You might be a triplet mom if...

..."time for yourself" means cleaning the toilet.
...you think about taping kleenex on 3 little runny noses to help catch boogers.
...going to Walmart is your outing for the week.
...you plan your Sundays around Jerseylicious and Real Housewives of New Jersey, and you're not afraid to admit it.
...date night consists of doctored up frozen pizza, diet beer and sharing the remote.

Friday, August 5, 2011

An Evening of Miracles...

The babies and I recently attended St.
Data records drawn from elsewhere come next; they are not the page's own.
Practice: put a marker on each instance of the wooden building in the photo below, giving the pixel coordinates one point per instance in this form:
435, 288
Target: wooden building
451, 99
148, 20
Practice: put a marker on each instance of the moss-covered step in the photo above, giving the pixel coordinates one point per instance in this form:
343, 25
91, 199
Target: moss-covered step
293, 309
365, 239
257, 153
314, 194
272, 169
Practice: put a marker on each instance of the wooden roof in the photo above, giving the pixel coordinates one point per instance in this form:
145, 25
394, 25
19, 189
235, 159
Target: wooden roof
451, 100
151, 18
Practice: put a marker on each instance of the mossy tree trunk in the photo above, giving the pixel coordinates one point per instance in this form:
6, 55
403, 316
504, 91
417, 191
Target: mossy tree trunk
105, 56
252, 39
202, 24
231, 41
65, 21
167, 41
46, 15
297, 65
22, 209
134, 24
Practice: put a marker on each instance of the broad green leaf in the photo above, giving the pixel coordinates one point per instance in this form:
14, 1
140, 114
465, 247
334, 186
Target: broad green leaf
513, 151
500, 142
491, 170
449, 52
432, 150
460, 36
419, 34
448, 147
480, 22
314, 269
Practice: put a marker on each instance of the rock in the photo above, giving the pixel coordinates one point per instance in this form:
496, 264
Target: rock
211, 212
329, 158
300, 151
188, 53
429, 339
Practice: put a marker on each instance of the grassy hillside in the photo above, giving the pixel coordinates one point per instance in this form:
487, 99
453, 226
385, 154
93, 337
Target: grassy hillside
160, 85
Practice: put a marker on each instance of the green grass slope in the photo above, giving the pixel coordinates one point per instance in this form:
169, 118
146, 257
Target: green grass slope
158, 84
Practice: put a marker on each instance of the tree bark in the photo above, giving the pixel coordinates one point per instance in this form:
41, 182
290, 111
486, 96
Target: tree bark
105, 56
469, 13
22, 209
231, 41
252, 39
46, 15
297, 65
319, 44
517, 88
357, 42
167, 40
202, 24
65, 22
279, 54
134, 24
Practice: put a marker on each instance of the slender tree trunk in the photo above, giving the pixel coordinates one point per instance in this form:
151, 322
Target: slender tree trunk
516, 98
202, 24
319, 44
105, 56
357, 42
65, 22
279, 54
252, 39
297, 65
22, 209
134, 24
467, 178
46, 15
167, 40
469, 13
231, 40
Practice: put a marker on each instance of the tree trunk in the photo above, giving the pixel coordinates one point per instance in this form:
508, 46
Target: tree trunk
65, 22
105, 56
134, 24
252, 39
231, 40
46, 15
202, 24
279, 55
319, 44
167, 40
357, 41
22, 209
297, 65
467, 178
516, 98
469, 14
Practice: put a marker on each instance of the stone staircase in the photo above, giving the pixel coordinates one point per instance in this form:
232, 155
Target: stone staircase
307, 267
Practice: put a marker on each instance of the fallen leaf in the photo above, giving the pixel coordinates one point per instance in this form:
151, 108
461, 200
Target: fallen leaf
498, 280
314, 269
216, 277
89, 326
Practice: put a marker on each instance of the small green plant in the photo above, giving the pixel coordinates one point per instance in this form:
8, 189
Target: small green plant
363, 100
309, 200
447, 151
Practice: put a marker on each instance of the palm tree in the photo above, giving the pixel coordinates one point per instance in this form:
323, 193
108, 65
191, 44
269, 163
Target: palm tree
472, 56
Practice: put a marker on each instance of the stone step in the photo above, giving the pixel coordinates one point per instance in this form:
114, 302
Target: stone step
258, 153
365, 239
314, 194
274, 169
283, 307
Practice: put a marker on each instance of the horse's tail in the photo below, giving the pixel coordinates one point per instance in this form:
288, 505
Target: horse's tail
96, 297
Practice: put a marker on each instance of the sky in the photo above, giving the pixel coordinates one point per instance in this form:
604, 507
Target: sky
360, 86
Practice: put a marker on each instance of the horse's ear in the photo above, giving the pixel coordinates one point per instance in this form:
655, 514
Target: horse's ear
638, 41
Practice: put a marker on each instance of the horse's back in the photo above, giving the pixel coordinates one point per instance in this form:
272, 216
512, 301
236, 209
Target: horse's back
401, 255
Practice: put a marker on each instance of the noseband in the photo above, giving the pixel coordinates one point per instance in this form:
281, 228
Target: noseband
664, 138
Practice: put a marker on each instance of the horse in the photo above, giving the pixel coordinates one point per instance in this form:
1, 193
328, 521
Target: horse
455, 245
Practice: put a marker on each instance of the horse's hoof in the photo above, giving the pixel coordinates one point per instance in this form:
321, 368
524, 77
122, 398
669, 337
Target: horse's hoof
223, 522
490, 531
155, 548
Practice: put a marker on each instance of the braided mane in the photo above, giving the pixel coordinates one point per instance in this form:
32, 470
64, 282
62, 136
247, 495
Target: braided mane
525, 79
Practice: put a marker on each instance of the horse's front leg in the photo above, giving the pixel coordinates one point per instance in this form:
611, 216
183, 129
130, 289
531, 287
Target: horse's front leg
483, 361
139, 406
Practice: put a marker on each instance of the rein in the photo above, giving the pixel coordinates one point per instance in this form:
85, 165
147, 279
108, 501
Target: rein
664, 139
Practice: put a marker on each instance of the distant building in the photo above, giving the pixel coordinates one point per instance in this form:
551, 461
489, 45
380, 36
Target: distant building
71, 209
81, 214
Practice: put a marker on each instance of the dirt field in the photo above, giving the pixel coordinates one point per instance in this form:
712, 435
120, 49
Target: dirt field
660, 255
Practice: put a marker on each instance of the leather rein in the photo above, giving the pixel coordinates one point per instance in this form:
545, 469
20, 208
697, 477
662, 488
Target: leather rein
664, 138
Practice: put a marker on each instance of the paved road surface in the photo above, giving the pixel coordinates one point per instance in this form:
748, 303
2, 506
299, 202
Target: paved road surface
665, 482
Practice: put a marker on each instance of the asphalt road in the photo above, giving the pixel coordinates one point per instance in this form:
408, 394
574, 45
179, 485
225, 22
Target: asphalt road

Luke's NICU Graduate Picnic in Boise.  Although there were sounds of laughter, happy smiles and children of all ages having fun, there was a bittersweet feeling in the air.  Parents like myself, who at one time thought we had control of our lives until life told us otherwise, cast reassuring looks at eachother as if to say, "I know where you've been, I understand, and life goes on, one way or another."  Everywhere you looked there were miracles...children like mine, alive today because of modern medicine.
Some NICU stories end up with joyful endings, like ours.  Our babies left the NICU with a clean bill of health and without any physical/mental issues, negative long term effects from surgeries/medicines/treatments or any developmental issues (knock on wood).
Others were not so fortunate and as I talked to the parents of these children, I felt almost embarassed that my babies were "normal".  I saw a family that had been at the Ronald McDonald house while I was there.  Their twin boys, Aaron and Logan, were born at 27 weeks (2 lb/ea.) and were in the neighboring room in the NICU.  I remember visiting the boys, whose cries sounded like wimpers and wondering how something so small could be so strong and survive surgery.  Now, 10 months later, they're crawling, getting into things and giving overwhelming joy to their parents.  They've come a long ways and still have a ways to go, but they are here. 
Then there was another mother I had spent time with in the hospital and I learned she was not able to bring her baby home from the NICU...ever.  I think my heart broke at that point.  Once again, I thanked God for all my blessings.
Seeing the faces of former NICU patients and their families puts everything into perspective.  I used to be bad at dwelling on the past or worrying about what might happen tomorrow, but after experiencing "life in the NICU", it's all about today.  Love your family, hug your children, be happy and smile because in the end, today is all we have.

Tuesday, June 7, 2011

A world of thanks...

Ignorance is bliss, or so I've been told.  I learned first hand the meaning of those words when I went from no kids to three at once.  Some days it's just that...bliss, and some days it's a rodeo but I'm thankful to have been blessed with three healthy, beautiful, lovable, happy babies.  I'm also grateful for all the love and support I've received and continue to receive.  I couldn't do this without you!


Grandma (Mom)





Aunty Shawna


Aunty Katie


Aunty Linda


Grandma J




Grandma Gurnsey


Grandpa (Dad)

Aunty Sherrie


Aunty Sharon


Grandma Penny

Patty and Jay

Grandpa Clark


Aunt Geege


Grandma Maria


Grandpa Bert


Aunty Linda


Kenny


Uncle Ryno


Pastor and Carol Williams


Aunt Sherry

Aunty Julie

Uncle Bill

Uncle Mike
 
Cousin Malia


Cousin Chad

Gale and Elsie









Monday, June 6, 2011

You might be a triplet mom...

...if a trifecta has nothing to do with horse racing and everything to do with pooh.
...if the only thongs you care about wearing are the ones on your feet.
...if a night out sounds like a lot of work.